The first thing you will be asked to do is to complete our Adoption Questionnaire. We then recommend dogs that we feel will suit your circumstances and lifestyle. We know our dogs and their personalities and we try our best to match the dog to the right home so that both sides are happy.
Once you have met the dogs and decided which one you would like to take home, you will be asked to sign an Adoption Agreement in which you commit to taking full responsibility for the dog, and to cover the basic vet costs such as vaccinations and de-sexing. If you adopt a puppy, you must agree to having the puppy de-sexed at 6 months.

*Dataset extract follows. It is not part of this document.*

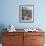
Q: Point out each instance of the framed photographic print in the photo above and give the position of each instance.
(26, 13)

At HKDR we follow a reward-based, positive reinforcement training method of international dog trainers such as Victoria Stillwell (TV show "It's Me or the Dog"). By using these training methods, we see dogs that have even severe behaviour problems such as aggression and biting, change into friendly and well-behaved pets.
We never, under any circumstances, punish dogs by hitting them, as fear of being hit will only make aggression worse.
We ask every adopter to understand that all dogs need time to settle and adjust to their new environment and new people. This can take anything from a day to a month depending on the dog’s age and personality. HKDR also has recommended trainers, Foster Wong and Eddie Choi, who are available to offer behaviour and training advice to all HKDR adopters. Please email Foster and Eddie at email@example.com for further details.
You can adopt a dog or become a volunteer. We always need reliable volunteers who can help at the kennels and/or walk the dogs. We can also always use items for bedding such as old towels and blankets, kennels and crates, or dog beds. We welcome donations of food (Hills Science Diet preferred), and other products such as Frontline.
Donations are also, of course, always very welcome.